Sin embargo, tanto Sátántangó como Werckmeister... están cargadas de alusiones, que en ambos casos admiten una lectura política y metafísica. Iniciada dos años después de la caída del Muro, la primera narra la disolución de una comunidad campesina, que ve sus campos anegados y se lanza detrás de una utopía que se revelará como engaño: la constitución de una granja colectiva. Envuelto en una red de conspiraciones internas, el pueblo parece aguardar la llegada de algo o de alguien, que en algún caso tiene forma de amenaza y en otro, de salvación.

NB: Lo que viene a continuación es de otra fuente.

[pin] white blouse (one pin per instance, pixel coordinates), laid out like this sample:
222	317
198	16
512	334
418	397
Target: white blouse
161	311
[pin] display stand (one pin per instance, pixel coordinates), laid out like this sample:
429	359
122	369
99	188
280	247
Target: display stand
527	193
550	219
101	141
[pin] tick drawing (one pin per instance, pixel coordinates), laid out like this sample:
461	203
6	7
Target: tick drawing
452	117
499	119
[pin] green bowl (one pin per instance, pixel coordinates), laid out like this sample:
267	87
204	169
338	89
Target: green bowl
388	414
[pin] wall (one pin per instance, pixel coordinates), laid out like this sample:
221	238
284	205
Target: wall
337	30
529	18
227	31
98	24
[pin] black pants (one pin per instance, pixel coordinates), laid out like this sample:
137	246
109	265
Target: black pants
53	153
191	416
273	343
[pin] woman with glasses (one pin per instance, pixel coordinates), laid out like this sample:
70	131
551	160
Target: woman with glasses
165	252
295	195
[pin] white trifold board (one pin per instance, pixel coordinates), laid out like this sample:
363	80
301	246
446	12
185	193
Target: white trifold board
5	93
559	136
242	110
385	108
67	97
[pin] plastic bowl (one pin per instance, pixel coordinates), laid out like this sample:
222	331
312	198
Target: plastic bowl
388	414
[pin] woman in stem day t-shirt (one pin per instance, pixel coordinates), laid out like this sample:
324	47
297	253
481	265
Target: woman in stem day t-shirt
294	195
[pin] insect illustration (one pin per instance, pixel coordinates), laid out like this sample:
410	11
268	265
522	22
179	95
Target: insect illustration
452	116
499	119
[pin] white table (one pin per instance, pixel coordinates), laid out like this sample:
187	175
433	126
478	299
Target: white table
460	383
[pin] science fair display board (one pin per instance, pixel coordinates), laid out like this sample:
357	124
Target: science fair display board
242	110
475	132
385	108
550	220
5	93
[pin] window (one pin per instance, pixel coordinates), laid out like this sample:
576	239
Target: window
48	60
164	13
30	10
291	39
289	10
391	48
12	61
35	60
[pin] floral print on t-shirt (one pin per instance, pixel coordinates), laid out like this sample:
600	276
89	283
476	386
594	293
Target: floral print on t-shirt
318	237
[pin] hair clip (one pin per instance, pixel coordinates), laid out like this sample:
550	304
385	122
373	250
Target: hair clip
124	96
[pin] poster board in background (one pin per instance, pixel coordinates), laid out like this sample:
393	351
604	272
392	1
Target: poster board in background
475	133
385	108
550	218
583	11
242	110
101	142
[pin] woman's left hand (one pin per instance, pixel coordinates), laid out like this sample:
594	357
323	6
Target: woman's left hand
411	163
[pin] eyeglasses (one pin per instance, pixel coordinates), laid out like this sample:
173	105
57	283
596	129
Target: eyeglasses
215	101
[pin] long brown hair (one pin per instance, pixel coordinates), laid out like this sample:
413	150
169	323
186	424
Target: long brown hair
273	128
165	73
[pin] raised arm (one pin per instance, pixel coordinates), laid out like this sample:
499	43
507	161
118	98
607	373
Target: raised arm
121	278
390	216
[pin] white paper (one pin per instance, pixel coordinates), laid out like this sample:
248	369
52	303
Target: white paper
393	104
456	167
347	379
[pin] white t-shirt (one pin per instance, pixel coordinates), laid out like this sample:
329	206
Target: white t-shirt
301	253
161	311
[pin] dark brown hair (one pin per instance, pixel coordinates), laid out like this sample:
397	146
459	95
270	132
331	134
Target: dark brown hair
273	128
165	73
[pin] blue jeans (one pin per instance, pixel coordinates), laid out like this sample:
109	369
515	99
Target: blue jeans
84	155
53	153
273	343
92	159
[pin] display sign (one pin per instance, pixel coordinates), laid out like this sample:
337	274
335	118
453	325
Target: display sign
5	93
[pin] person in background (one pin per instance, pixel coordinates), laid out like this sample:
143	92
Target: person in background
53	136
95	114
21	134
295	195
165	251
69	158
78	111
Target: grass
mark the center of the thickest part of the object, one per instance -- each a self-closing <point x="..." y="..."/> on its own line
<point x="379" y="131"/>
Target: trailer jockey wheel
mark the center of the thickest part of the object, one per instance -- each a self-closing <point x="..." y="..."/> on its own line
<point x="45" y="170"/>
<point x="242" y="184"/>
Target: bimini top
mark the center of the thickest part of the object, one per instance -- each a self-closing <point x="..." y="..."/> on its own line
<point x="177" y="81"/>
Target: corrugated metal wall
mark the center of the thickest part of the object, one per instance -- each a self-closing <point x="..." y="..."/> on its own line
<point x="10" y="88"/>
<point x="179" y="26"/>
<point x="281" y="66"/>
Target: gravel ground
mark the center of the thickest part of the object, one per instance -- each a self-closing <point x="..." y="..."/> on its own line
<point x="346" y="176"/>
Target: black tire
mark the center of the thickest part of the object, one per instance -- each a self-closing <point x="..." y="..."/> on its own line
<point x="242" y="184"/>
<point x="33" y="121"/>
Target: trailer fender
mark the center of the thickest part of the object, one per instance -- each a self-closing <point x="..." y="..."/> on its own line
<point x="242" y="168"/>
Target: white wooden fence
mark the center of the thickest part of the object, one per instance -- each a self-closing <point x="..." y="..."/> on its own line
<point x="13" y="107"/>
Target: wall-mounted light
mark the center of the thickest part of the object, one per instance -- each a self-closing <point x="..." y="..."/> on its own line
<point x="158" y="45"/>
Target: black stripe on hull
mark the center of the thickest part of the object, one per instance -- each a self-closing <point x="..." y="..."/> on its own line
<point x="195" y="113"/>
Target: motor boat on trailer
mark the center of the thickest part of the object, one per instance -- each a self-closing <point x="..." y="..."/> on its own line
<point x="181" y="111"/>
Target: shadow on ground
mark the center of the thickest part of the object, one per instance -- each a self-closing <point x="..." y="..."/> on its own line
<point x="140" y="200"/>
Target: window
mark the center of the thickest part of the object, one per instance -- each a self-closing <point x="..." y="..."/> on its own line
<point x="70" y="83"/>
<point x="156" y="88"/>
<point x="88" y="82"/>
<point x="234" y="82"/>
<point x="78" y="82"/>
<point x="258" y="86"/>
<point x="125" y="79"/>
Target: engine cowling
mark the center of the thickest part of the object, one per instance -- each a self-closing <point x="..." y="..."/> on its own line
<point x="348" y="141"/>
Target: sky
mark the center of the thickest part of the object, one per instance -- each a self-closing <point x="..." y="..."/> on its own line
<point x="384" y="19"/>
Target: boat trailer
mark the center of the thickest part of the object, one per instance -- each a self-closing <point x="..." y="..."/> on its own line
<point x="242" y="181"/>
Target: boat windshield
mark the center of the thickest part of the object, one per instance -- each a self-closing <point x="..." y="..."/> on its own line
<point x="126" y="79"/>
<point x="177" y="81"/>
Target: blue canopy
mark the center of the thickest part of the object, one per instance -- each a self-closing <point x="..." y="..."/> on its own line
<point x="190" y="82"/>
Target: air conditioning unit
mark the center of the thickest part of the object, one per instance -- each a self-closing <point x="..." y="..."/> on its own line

Werckmeister... comienza con la llegada de un circo a una aldea. Como principal atracción hay una ballena embalsamada y también un fenómeno de feria que se hace llamar El Príncipe, habla en idioma eslavo y predica el caos. Que sobrevendrá en la forma de una revuelta irracional, canalizada contra los pacientes de un hospital. Filmado en un plano secuencia de diez minutos, el ataque al hospital trasluce una maestría definitiva. Mientras los pobladores destruyen todo, un grupo de restauradores del orden intenta aplastarlos. Sólo el gigantesco ojo ciego de la ballena parecería encerrar una última esperanza, mientras la muerte y la locura se extienden por el lugar. “Bueno, sí, puede ser que la visión de mis films sea pesimista”, reconoce Tarr con cierta incomodidad. “Pero el hecho de hacer películas es una forma de tener esperanza, y eso es lo que intento comunicar. Creo que mostrar cómo son las cosas es lo único que puede ayudar a cambiarlas. Igual, ya no pretendo cambiar nada.”